In a move to improve the collection efficiency of distribution companies (DISCOMs), the Ministry of Power has changed the methodology to calculate Aggregate Technical and Commercial (AT&C) losses. The existing methodology was reviewed after weighing the feedback from DISCOMs, who said that it restricted the collection efficiency to 100%, and the efforts of the DISCOMs in realizing the past dues and liquidation of outstanding subsidies were not reflected in the calculation of AT&C losses.

The engineering, procurement, and construction (EPC) arm of Shapoorji Pallonji Group, Sterling and Wilson Renewable Energy’s consolidated net loss was reduced by 73% year-over-year (YoY) to ₹950 million (~$11.6 million) for the first quarter of the financial year 2023-24 from a loss of ₹3.56 billion (~$43.4 million) due to higher contribution from the domestic EPC segment. The company posted a YoY decrease of 57% in revenue at ₹5.15 billion (~$62.7 million). This was mainly due to an 84% fall in revenue from its international EPC operations to ₹1.59 billion (~$19.4 million).

Standard Chartered has announced a financial package of €1.29 billion (~$1.45 billion) to support the Angolan Ministry of Finance in constructing 48 hybrid solar power generation systems equipped with energy storage to create autonomous mini-grids. These systems will provide 100% renewable electricity to communities without access to the national electricity grid. The funding will support the expansion of the national grid in Malanje, as well as the construction of new transmission lines and networks connecting other municipalities.

The European Commission has announced the allocation of over €3.6 billion (~$4 billion) from the Innovation Fund for 41 large-scale clean tech projects across Europe. The Innovation Fund, financed by revenues from the auctioning of allowances from the EU Emissions Trading System (EU ETS), is among the world’s largest funding programs for the deployment of net-zero and innovative technologies. With an estimated revenue of €40 billion (~$44.9 billion) until 2030, the fund aims to support businesses investing in clean energy and accelerate the energy transition.

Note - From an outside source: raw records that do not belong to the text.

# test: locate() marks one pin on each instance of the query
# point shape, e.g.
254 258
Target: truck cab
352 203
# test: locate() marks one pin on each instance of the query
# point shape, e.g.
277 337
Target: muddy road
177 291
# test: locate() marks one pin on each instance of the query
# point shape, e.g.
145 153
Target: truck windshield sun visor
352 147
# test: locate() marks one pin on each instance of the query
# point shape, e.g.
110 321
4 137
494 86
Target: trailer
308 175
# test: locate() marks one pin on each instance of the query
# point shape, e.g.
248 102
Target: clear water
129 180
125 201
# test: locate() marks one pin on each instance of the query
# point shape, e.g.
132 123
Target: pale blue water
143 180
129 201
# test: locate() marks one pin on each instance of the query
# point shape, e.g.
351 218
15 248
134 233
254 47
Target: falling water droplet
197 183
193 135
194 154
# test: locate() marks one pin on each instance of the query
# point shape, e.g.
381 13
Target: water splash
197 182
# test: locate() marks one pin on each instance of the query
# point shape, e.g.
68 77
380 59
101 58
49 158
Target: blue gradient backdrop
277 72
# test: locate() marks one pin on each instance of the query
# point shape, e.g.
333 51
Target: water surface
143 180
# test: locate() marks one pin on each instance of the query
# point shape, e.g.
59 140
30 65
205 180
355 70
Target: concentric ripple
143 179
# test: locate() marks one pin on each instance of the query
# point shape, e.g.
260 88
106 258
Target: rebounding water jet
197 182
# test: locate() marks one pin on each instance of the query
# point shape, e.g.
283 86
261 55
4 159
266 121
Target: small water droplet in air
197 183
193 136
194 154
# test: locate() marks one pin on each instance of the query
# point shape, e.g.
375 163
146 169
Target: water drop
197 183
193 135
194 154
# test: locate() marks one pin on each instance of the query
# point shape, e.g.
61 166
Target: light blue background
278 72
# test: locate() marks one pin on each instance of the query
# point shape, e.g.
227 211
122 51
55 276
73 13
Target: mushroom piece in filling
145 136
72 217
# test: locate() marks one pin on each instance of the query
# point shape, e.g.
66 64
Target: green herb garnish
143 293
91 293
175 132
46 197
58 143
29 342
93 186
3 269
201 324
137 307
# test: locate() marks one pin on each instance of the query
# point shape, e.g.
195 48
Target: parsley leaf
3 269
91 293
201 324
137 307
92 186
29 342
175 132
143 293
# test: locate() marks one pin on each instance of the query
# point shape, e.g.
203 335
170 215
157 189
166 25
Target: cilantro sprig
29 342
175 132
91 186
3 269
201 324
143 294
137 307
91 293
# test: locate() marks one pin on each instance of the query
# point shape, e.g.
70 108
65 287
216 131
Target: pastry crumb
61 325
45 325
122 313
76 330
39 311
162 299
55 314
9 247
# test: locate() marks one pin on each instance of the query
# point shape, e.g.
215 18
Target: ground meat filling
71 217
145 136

New York Stock Exchange (NYSE) has decided to initiate proceedings to delist Azure Power Global from the stock exchange. The trading of the company’s equity shares has been immediately suspended. NYSE decided that Azure’s equity shares are not suitable for listing because the company is a late filer and has not filed with the U.S. Securities and Exchange Commission its annual report on Form 20-F for the fiscal year ended March 31, 2022, and current report on Form 6-K for the half year ended September 30, 2022.